In its second showing of its hybrid-powered supercar, the 918 Spyder, Porsche has gone from the street directly to the track. Instead of showing the rumored road-going coupe version of this high-end two seater, Porsche has infused this mid-engine V-8 hybrid exotic with a racing pedigree by transplanting the flywheel energy storage system from the 911 GT3 Hybrid racer to supplant the open car’s lithium ion battery pack, taking performance to even higher levels.
The Spyder concept translates well into a coupe—the car’s flowing lines are enhanced by the squat greenhouse that houses butterfly-opening doors. The doors themselves have huge roof cutouts similar to the Ford GT to ease ingress/egress. A large rear wing and the paint scheme are part of the race-ready appearance suggested by the RSR designation. The car, which features carbon fiber monocoque construction, is painted liquid metal chrome blue offset by orange brake calipers and striping similar to the Porsche 911 GT3 Hybrid racer.

At the heart of this concept is a 3.4-liter twin-turbo V-8 developed for the Porsche RS Spyder LMP2 racer, which is tuned to produced 563 b hp at 10,300 rpm. Two 75 kW electric motors, each powering one of the front wheels, boosts peak power of the package to 767 bhp.

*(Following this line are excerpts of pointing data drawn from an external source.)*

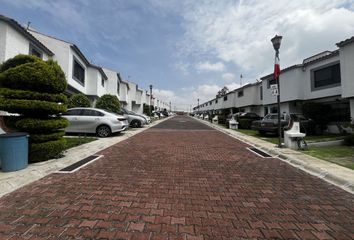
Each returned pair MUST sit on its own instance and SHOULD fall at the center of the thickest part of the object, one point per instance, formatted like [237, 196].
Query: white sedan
[94, 120]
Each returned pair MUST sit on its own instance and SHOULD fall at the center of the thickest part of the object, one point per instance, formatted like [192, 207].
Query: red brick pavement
[186, 184]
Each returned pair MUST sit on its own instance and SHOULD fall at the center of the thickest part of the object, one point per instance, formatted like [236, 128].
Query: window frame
[73, 71]
[36, 49]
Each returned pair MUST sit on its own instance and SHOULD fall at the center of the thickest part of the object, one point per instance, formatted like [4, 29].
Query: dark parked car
[269, 124]
[251, 116]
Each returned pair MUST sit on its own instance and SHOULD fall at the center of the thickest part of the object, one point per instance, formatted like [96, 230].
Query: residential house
[325, 78]
[82, 76]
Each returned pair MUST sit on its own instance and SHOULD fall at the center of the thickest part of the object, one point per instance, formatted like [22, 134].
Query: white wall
[71, 81]
[351, 101]
[347, 70]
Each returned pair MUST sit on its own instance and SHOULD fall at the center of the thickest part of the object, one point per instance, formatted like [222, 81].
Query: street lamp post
[276, 44]
[150, 99]
[198, 105]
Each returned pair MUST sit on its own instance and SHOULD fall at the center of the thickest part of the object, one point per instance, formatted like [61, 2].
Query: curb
[10, 181]
[332, 173]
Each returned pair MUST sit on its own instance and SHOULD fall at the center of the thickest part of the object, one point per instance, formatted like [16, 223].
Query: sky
[190, 49]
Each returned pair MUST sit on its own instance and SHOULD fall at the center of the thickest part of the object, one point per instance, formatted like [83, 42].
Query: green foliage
[349, 140]
[34, 88]
[147, 110]
[34, 76]
[34, 125]
[38, 138]
[244, 123]
[46, 150]
[18, 60]
[79, 100]
[318, 112]
[31, 107]
[30, 95]
[109, 103]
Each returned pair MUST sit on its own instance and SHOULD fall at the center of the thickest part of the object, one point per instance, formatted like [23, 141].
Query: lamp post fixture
[276, 40]
[150, 99]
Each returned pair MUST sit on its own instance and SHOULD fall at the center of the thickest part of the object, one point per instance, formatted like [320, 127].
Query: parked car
[133, 119]
[94, 120]
[269, 124]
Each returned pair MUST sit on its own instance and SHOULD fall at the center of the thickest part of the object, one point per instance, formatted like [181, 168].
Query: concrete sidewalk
[330, 172]
[10, 181]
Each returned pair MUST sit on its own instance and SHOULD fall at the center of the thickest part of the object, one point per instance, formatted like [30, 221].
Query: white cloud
[228, 77]
[207, 66]
[242, 33]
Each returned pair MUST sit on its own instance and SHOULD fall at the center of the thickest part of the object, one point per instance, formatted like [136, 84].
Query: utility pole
[150, 108]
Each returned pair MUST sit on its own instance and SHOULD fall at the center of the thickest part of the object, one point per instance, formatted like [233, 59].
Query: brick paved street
[179, 180]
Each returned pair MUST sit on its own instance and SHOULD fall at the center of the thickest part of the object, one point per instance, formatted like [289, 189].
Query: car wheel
[136, 123]
[103, 131]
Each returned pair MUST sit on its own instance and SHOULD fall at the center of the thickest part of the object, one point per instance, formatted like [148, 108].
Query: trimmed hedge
[349, 140]
[18, 60]
[38, 138]
[46, 150]
[109, 103]
[30, 95]
[31, 107]
[41, 125]
[79, 100]
[35, 76]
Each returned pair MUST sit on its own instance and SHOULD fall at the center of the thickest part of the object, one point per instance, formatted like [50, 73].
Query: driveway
[179, 180]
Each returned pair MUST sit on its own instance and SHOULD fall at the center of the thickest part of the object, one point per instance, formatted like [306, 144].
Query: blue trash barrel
[13, 151]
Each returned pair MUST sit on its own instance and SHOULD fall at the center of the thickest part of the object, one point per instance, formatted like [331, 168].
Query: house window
[78, 72]
[326, 77]
[35, 51]
[271, 82]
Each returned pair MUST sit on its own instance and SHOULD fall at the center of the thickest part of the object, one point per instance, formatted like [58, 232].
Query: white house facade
[326, 78]
[14, 40]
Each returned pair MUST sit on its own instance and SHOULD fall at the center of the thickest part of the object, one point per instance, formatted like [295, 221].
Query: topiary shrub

Flywheel hybrid power offers greater performance
These auxiliary electric motors are driven by power generated in a 36,000 rpm flywheel assembly from the GT3 Hybrid, which is mounted in place of a passenger seat. It provides a maximum boost of power for eight seconds when fully charged and is designed to help the car get off a corner quicker thanks to the extra front wheel torque, which can be vectored from side-to-side, increasing agility and steering response. Also, the added power reduces overall fuel consumption extending the car’s range between pit stops.
The driver summons the extra power from the flywheel system by actuating a steering-wheel mounted button, either for overtaking maneuvers, acceleration from the pits or as a boost in getting off a corner quickly.

Unlike the more luxurious 918 Spyder, the RSR has a simple, performance-oriented interior clad in brown leather. The center console uses toggle switches instead of a touch screen and the steering wheel is equipped with sequential engine speed lights to signal gear changes. Also mounted on the steering wheel is a display that measures the amount of energy recouped through regenerative vehicle forces, letting the driver know when the flywheel system is at full charge.
The car’s number 22, pays homage to Porsche’s first overall win at the 24 Hours of Le Mans in 1971. The winning car, also numbered 22, was a 917 driven by Dr. Helmut Marko and Gijs van Lennep. The distance and speed (3,315.2 miles and 138.1 mph) record stood for 39 years and was only surpassed last year.
Porsche indicates the RSR is a only concept at this point, but its clear that racing figures prominently in the future of this supercar.